Invokana held off heart problems, too, hitting three separate measures on the CV side. Patients on the SGLT2 drug were 20% less likely to suffer from major adverse cardio events and 39% less likely to be hospitalized for heart failure. The study didn’t show an imbalance in amputations or bone fractures, J&J reported.
J&J conducted the Credence study after previous studies turned up evidence of a benefit to kidney function. Other drugs in the SGLT2 class have similar hypotheses, but no confirming data as of yet, List said.
AstraZeneca has a kidney outcomes trial going on its SGLT2 drug, Farxiga, and Eli Lilly and Boehringer Ingelheim are putting their entry, Jardiance, through its paces in kidney disease patients, too.
List, who heads up Janssen’s cardiovascular and metabolic diseases business, said Type 2 diabetes is a “relentless” disease that affects all organ systems. One-third to one-half of type 2 diabetes eventually get chronic kidney disease, the exec said in an interview. For many patients, renal function suffers over time and patients eventually progress to end-stage kidney disease.
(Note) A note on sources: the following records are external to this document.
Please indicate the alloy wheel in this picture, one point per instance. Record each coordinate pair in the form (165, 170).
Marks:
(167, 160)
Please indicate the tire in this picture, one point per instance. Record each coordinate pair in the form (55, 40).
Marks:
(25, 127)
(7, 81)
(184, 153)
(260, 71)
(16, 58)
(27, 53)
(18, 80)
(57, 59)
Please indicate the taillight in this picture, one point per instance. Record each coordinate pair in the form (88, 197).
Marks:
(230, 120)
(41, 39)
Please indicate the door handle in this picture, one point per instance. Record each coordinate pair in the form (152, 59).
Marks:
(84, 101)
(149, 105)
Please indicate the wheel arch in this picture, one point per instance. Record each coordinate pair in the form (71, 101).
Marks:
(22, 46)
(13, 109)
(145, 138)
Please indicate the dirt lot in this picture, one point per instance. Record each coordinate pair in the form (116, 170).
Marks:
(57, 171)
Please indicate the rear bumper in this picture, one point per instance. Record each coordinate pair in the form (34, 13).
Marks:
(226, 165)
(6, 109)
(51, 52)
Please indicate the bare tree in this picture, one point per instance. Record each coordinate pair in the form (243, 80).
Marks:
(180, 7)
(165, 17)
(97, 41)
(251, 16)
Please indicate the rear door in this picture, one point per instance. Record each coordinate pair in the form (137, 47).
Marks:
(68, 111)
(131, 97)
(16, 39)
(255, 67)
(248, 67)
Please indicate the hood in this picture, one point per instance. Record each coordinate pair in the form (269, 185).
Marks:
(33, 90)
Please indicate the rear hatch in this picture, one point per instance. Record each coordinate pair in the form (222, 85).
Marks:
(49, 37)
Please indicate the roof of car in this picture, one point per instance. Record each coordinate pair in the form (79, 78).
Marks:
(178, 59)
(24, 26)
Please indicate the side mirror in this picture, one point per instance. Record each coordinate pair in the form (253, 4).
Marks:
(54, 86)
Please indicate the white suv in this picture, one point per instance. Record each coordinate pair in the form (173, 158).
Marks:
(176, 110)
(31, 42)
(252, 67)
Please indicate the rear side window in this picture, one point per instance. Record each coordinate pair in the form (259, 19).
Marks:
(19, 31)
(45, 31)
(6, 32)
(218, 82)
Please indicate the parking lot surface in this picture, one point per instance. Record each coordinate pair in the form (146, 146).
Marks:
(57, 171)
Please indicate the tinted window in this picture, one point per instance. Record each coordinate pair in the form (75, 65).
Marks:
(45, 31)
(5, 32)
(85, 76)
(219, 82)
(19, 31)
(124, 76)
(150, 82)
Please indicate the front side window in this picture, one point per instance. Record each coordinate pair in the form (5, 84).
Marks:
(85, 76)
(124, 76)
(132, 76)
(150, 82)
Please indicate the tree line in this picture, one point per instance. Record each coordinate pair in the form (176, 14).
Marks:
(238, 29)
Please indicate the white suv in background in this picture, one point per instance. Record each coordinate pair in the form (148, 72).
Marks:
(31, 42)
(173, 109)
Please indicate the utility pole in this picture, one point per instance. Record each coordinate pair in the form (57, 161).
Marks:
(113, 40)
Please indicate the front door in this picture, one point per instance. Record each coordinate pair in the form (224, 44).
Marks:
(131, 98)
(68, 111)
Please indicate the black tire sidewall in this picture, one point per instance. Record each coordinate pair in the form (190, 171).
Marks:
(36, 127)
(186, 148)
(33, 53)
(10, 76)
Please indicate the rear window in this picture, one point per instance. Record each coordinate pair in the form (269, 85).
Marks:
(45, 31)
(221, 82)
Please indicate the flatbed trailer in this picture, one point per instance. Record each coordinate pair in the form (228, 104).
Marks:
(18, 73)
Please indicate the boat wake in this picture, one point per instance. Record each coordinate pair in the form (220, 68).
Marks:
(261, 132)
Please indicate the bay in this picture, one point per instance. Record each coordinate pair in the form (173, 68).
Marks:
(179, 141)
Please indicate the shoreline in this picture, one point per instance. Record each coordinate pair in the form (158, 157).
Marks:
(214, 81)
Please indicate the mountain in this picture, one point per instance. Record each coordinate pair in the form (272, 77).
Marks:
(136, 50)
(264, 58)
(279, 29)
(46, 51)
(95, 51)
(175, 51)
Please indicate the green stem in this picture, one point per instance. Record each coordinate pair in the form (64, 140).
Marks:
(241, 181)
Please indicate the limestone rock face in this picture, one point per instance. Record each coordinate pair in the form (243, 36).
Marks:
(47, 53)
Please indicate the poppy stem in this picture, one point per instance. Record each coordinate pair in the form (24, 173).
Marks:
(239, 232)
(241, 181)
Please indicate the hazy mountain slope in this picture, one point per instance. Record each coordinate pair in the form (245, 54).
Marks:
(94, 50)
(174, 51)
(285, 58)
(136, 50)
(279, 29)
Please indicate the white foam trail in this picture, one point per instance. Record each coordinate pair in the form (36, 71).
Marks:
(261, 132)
“All together, these diseases really change patients’ lives and the lives of their families,” List said in an interview.
And that makes the Credence results “hugely significant” for patients, he said. There hasn’t been a new treatment to slow down kidney disease in nearly two decades, List pointed out, and with hundreds of millions of people suffering from type 2 diabetes worldwide, an effective drug could have a big effect on “public health and human suffering.”
In the standard-of-care arm of the Credence study, 165 patients went on to develop end-stage kidney disease, versus 116 in the Invokana arm. Other patients died of kidney complications, while still others suffered heart attacks, strokes, and other complications, List said. Invokana didn’t completely eliminate those complications, but showed statistically significant reductions in risks.